Linton: It's kind of a relief to be able to go back into the theater. I think it means so much to the filmmakers to be able to gather in person and speak with, not just audiences, but also meet with their peers and be able to share experiences.
Lili: I'll just add that there's something really nice and poetic about coinciding with Cinema Week ( June 22-27). It's a wider push to get people back into the theater. And so it's just really nice to be a part of this collective group that is keeping that culture of going to the theater, and being together in person.
Were there a large amount of film submissions with the pandemic as a storyline?
Sudeep: I feel like that wasn't an interesting subject for a lot of filmmakers. They would rather make films about something else. Like maybe more "normal" than that. But we do have films about COVID and what's happening in the world and all those types of things. It just wasn't as dramatic as you would think considering what's happening.
Linton: We were expecting a lot of quarantine-style films going into the process and it didn't really end up that way. We saw more films about community, more films about people coming together. We always see a lot of films about family, but especially this past year, we had a ton of films about family and different generations. So, those sorts of things you could really see were on people's minds, even if they weren't being necessarily told directly through the lens of COVID or current events.

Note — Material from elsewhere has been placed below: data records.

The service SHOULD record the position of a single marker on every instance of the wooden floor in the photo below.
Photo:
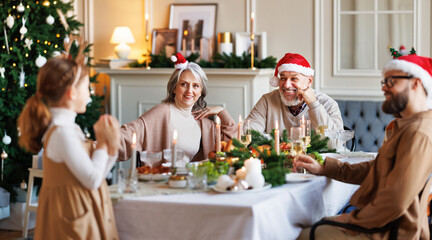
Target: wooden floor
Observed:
(13, 235)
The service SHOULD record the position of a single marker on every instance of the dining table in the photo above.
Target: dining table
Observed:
(156, 211)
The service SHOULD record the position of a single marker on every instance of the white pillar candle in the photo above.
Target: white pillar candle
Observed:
(277, 148)
(174, 149)
(218, 136)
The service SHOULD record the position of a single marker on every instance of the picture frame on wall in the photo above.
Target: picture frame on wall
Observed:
(243, 44)
(196, 24)
(164, 40)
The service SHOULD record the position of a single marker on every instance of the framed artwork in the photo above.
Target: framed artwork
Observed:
(196, 24)
(164, 40)
(243, 44)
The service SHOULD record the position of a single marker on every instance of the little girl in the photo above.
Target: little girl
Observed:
(74, 201)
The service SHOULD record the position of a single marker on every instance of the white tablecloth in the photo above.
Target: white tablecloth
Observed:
(277, 213)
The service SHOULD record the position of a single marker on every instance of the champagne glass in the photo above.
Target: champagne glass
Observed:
(246, 137)
(344, 136)
(180, 157)
(296, 135)
(150, 158)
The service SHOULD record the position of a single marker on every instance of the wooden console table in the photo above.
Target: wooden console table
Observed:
(135, 90)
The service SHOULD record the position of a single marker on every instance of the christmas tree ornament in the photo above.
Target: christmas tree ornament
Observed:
(55, 53)
(23, 29)
(22, 77)
(2, 70)
(28, 42)
(10, 21)
(6, 139)
(6, 39)
(63, 19)
(66, 39)
(4, 155)
(40, 61)
(20, 7)
(50, 20)
(87, 133)
(23, 185)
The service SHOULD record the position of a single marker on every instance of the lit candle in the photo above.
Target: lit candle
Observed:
(218, 147)
(201, 48)
(133, 147)
(184, 42)
(174, 150)
(252, 20)
(239, 128)
(277, 148)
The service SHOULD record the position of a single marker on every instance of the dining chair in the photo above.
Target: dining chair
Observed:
(393, 226)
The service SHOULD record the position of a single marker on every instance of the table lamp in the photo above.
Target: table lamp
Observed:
(122, 36)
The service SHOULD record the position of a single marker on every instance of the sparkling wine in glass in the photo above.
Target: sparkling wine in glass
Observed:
(246, 137)
(151, 158)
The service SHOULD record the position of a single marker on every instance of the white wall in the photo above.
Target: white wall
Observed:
(288, 23)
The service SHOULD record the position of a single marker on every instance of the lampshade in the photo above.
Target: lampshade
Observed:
(122, 35)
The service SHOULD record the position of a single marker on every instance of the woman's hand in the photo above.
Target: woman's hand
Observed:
(312, 166)
(107, 131)
(208, 111)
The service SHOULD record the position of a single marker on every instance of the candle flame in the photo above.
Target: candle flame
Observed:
(134, 139)
(175, 136)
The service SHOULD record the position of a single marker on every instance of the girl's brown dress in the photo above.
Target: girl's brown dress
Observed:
(68, 210)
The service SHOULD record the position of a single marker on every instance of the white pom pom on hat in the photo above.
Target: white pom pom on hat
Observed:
(291, 62)
(180, 61)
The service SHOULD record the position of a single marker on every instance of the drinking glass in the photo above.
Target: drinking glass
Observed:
(150, 158)
(181, 159)
(296, 135)
(246, 137)
(344, 136)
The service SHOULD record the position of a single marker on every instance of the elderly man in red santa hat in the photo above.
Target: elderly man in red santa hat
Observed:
(294, 99)
(394, 187)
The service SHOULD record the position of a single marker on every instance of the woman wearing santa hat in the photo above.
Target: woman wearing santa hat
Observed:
(185, 110)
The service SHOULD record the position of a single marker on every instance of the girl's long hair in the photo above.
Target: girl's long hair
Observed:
(57, 76)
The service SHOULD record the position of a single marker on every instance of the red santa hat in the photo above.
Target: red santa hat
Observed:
(291, 62)
(180, 61)
(417, 66)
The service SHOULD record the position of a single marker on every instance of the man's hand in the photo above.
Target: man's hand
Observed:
(208, 111)
(309, 164)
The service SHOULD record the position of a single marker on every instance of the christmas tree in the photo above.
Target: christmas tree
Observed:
(33, 31)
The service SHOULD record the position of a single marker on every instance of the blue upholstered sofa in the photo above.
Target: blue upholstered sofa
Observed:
(367, 120)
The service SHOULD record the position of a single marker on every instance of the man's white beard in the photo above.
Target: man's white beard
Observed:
(287, 103)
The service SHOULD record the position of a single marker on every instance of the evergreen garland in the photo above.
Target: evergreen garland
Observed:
(47, 41)
(218, 61)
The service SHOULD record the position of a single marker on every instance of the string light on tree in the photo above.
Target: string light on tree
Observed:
(40, 61)
(20, 7)
(10, 21)
(50, 20)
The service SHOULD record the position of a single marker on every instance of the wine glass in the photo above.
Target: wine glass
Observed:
(150, 158)
(296, 135)
(180, 161)
(246, 137)
(344, 136)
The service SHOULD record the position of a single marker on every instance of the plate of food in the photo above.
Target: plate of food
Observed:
(299, 177)
(337, 156)
(249, 190)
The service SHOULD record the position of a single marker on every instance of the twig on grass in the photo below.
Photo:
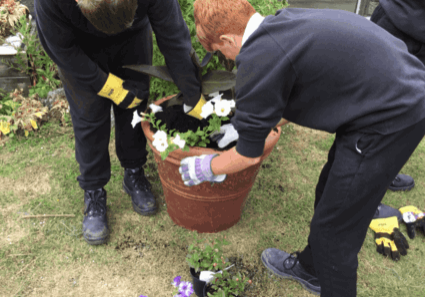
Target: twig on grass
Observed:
(25, 267)
(47, 216)
(13, 255)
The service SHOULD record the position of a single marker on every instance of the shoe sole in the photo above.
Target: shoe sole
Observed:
(288, 276)
(136, 208)
(97, 241)
(395, 189)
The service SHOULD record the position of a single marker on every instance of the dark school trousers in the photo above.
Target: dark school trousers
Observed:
(90, 113)
(414, 46)
(359, 170)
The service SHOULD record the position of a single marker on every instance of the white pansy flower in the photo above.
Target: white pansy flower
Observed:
(160, 136)
(213, 94)
(222, 108)
(136, 119)
(155, 108)
(160, 145)
(216, 98)
(180, 142)
(207, 110)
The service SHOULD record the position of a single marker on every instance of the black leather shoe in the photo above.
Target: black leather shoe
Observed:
(402, 182)
(385, 211)
(138, 187)
(287, 266)
(95, 225)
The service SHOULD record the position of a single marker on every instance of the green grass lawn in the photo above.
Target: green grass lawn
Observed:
(48, 256)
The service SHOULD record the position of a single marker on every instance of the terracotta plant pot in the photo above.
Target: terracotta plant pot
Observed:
(205, 208)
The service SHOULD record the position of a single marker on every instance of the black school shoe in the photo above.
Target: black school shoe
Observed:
(402, 182)
(95, 224)
(287, 266)
(385, 211)
(138, 187)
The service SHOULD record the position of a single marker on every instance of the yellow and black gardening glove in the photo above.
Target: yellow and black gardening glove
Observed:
(388, 238)
(125, 94)
(197, 110)
(414, 219)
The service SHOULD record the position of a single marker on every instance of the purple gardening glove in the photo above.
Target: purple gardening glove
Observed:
(195, 170)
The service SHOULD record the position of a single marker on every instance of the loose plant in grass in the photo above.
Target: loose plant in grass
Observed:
(10, 13)
(208, 259)
(182, 289)
(43, 72)
(26, 118)
(226, 285)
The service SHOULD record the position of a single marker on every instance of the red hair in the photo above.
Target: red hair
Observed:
(220, 17)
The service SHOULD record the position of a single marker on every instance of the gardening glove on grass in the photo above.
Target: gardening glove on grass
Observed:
(197, 110)
(123, 93)
(195, 170)
(226, 135)
(414, 219)
(388, 238)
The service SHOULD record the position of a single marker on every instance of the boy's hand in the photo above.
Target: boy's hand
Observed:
(195, 170)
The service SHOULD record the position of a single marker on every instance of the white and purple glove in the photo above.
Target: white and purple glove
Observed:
(195, 170)
(226, 135)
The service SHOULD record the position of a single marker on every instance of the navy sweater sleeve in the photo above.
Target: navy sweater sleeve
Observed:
(59, 41)
(173, 39)
(260, 99)
(61, 26)
(407, 15)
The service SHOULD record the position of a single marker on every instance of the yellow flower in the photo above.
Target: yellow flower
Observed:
(4, 127)
(34, 124)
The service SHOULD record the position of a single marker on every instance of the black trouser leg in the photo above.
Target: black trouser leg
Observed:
(306, 257)
(91, 113)
(356, 183)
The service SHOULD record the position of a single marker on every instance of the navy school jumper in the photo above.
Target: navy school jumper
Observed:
(85, 56)
(334, 71)
(327, 70)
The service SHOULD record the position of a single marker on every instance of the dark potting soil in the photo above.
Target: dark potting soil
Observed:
(174, 118)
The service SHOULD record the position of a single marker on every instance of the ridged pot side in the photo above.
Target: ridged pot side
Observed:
(204, 208)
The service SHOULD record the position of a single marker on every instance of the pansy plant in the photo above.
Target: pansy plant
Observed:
(167, 141)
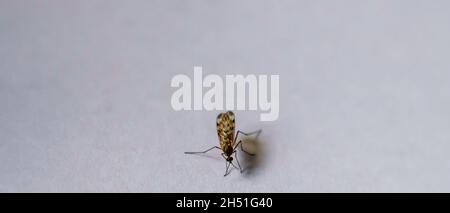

Residents of a flat share discuss the purchase of a new vacuum cleaner in Dirt Devil 550 XS.
What new programming areas do you have this year?
Linton: There are a few social programs that we've never done that includes films about people who are doing something with their lives to help others. One of them is called "Doing My Part" and the other is "Powered and the People." The latter looks at the role of individuals, groups of people, communities in society, in the past year-and-a-half. And, I think that's definitely a program that was informed by just our own reflections on recent times, politics, and the pandemic.
We also have a program this year called Stardust, which is about things of a cosmological nature; things related to the limitlessness of the universe, and stories that don't quite reach science fiction, but are in a sense related to connecting with the spiritual or the celestial. That was an interesting program to be able to put together.
Sudeep: I liked the Social Animals program, which has one of my favorite films of the festival — Dirt Devil 550 XS, which is about a group of German people like a commune with families, couples, and single people. They are discussing buying a Dirt Devil vacuum cleaner. It starts off mundane, but then every person in it is so fully realized through this conversation that it becomes really compelling. And you feel like you identify with everybody there and it's such a funny idea that actually becomes very profound.